Just when it looked like it might be safe to take a flier on Facebook Inc., shares in the social networking company were slapped down again, this time courtesy of a negative cover story in the latest edition of U.S. financial weekly Barron's.
Barron's said the stock remains way overpriced, despite plunging 40 per cent from its May initial public offering (IPO) price of $38 (U.S.) a share.
In response, Facebook shares sagged $2.07 or 9.1 per cent in heavy trading Monday to close at $20.79, bringing to an abrupt halt an upturn in the stock off its low of $17.55, reached in early September.
The market action came on a day when one of Facebook's arch rivals in the tech space, Google Inc., surged to a new record high of $750.04.
The Barron's story was critical of Facebook's lofty share valuations, which have the stock trading at 47 times this year's projected earnings and 36 times next year's.
The shares also trade at more than 10 times revenue when Facebook's cash on hand is stripped out.
Google and Apple Inc., both technology giants with proven businesses, trade at about 16 times projected 2012 earnings per share.

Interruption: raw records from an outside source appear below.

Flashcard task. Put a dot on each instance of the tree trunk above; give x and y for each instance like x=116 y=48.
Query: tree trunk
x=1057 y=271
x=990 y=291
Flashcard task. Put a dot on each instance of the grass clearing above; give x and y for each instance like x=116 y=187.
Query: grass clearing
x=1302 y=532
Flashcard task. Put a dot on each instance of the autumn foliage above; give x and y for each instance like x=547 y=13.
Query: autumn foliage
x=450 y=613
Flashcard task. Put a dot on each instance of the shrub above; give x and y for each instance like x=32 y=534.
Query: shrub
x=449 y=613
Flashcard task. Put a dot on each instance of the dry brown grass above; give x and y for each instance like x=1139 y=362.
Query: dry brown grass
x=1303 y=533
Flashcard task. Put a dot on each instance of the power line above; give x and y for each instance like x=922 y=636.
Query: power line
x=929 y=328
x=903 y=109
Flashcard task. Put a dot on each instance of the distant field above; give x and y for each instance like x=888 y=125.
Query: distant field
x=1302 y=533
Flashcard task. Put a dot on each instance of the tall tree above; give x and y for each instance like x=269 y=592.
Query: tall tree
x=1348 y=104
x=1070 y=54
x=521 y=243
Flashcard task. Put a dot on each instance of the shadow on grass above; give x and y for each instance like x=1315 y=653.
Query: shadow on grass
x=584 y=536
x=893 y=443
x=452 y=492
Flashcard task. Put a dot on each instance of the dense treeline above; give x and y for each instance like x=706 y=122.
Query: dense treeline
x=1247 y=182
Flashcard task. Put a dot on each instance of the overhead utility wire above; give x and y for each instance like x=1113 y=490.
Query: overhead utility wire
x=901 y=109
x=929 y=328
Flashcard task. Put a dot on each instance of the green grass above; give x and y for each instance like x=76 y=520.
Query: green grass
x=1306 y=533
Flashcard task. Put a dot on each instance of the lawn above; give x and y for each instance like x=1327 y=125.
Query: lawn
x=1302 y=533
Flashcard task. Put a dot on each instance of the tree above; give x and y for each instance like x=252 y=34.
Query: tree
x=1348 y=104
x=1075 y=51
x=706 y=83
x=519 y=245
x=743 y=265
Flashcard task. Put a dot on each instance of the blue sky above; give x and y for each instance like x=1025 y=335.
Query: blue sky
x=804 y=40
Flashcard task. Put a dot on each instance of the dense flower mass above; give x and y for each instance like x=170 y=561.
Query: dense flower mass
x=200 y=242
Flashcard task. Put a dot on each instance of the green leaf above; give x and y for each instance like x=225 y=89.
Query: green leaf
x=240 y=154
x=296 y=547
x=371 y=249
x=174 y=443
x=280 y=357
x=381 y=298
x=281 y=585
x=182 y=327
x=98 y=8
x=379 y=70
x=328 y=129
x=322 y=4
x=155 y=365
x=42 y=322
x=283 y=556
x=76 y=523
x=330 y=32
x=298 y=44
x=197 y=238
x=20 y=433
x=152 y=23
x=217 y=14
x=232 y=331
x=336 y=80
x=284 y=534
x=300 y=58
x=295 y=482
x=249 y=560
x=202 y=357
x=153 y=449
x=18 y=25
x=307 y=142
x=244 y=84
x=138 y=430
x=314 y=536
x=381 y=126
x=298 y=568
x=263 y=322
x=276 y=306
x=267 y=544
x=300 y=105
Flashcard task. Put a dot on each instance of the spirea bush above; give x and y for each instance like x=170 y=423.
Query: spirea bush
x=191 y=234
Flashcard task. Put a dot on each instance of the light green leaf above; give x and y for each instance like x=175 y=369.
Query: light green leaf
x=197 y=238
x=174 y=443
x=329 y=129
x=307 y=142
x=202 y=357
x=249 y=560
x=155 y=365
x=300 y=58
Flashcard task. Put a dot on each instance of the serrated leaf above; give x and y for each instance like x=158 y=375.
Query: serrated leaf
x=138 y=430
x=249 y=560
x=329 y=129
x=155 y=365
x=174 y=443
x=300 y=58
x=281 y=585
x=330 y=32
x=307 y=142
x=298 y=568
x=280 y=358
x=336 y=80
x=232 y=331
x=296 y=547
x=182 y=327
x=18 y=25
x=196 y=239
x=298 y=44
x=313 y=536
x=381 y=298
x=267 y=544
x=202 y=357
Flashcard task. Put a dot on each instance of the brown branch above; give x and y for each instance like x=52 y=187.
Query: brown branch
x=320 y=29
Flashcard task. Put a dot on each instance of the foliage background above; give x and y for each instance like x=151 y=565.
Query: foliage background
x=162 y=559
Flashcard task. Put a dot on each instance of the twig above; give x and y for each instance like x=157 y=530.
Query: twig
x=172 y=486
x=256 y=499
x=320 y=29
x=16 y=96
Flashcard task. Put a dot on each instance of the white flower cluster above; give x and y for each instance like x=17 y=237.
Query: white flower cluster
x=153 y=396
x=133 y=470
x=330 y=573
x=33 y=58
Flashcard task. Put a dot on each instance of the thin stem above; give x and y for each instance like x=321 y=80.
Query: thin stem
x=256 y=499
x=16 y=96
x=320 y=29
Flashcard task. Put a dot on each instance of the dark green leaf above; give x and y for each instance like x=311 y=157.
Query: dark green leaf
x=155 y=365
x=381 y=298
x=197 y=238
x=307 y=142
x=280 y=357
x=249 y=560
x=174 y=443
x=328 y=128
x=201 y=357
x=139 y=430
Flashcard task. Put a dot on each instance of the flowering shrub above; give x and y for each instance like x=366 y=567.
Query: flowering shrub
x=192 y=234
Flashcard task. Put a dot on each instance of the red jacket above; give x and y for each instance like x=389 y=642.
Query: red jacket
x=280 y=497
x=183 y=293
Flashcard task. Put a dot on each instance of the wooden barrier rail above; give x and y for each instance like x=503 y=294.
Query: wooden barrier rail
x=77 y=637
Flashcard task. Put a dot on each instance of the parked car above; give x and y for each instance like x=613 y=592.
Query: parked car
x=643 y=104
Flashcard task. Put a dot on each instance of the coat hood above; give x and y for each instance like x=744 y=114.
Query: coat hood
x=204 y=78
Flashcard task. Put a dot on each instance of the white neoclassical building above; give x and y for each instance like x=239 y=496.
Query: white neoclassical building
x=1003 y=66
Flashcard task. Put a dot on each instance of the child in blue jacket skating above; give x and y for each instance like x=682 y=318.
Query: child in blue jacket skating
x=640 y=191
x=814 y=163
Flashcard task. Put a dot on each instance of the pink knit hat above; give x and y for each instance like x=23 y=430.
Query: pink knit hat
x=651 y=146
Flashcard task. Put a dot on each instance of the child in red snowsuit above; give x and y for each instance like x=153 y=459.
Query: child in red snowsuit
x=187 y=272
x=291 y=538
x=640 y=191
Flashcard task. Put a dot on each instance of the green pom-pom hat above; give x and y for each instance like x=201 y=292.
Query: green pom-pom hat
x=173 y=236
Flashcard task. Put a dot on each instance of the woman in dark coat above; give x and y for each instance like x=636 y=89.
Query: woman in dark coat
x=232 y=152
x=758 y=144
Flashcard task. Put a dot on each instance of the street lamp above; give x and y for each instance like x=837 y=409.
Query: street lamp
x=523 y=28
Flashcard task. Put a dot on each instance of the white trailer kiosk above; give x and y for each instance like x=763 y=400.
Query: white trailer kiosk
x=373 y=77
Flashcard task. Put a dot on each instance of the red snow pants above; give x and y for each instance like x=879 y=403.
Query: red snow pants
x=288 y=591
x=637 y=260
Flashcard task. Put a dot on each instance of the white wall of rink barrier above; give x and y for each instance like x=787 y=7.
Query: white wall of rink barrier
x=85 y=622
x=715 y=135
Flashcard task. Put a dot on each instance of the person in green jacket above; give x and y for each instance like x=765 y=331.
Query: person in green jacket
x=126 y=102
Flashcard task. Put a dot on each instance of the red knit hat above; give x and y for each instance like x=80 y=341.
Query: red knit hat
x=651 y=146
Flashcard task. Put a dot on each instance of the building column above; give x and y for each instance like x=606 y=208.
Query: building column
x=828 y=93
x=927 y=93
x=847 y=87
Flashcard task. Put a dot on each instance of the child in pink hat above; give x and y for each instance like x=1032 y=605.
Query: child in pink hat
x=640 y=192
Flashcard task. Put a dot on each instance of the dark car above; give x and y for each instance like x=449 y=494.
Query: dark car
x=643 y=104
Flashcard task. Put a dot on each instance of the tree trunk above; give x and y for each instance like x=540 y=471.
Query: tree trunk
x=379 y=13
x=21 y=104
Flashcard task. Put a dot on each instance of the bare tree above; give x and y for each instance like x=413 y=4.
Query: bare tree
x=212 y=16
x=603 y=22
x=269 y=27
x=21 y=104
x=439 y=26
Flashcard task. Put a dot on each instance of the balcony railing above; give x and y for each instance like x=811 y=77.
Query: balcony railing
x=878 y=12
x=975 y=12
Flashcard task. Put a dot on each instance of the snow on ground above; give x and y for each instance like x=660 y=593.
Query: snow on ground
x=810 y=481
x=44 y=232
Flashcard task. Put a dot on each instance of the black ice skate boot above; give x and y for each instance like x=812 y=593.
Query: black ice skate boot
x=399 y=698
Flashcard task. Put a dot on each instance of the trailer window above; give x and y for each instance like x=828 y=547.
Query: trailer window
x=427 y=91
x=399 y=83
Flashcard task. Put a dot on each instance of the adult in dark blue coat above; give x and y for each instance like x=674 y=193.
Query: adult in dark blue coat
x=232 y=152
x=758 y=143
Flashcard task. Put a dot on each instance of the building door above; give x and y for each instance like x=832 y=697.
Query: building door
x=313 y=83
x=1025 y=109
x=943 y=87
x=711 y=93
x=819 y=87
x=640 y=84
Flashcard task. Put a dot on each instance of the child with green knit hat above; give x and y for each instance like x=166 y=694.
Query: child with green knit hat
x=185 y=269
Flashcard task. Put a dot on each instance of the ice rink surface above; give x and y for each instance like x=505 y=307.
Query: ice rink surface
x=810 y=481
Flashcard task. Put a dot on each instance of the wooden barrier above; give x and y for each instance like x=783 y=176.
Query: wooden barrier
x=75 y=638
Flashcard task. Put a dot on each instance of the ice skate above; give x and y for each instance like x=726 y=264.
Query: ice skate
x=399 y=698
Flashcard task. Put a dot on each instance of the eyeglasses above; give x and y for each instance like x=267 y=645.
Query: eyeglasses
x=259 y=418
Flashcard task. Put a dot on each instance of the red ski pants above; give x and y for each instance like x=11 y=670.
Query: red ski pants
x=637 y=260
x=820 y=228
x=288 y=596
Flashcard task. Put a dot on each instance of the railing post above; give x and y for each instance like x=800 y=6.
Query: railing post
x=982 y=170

Google changes hands at half the price-to-sales valuation of Facebook.
Given the metrics, Barrons pegged a fair value on Facebook at "perhaps only $15," hinting that even at such a reduced price, the shares may not be a bargain.
Some analysts contend that investors overreacted, saying that Facebook's multiple to both earnings and sales have been well known and largely priced into the stock.
"There is nothing new" in the story, says Brian Wieser, senior research analyst at Pivotal Research Group in New York, who said nervous investors stampeded to the exits based on jitters that the Barron's analysis would cause a selloff, turning it into something of a self-fulfilling prophecy.
Mr. Wieser, who said at the time of the $38-a-share IPO that Facebook was too expensively priced, now has a bullish take on the stock and a $32 price target for next year.
Facebook was further buffeted during the session by claims of a privacy problem that allowed direct messages between users to be made public.
The company said no such breach occurred.
"A small number of users raised concerns after what they believed to be private messages appeared on their Timeline," the company said.
"Our engineers investigated these reports and found that the messages were older wall posts that had always been visible on the users' profile pages. Facebook is satisfied that there has been no breach of user privacy."
Some stock watchers have been leery of Facebook's business because users are increasingly accessing the service through mobile devices, where it is more difficult to place advertising than on more advertising-friendly desktop computers.
But Mr. Wieser said he expects new advertisers will migrate to the mobile services, creating an expanded source of revenue.
One of the factors that Mr. Wieser said is bolstering his bullish view is the high degree of negativity toward Facebook – a sign to contrarian investors that the stock has become overly depressed.
"The market sentiment towards this is terrible," Mr. Wieser says.
"Why would you like a stock that's got no room to go up? If it's fully valued then there is nothing to love."
But he cautioned that Facebook, even at current levels, shouldn't be mistaken for a safe investment.
It's a risky stock.
"You certainly wouldn't invest all of your kid's college savings against it," he said.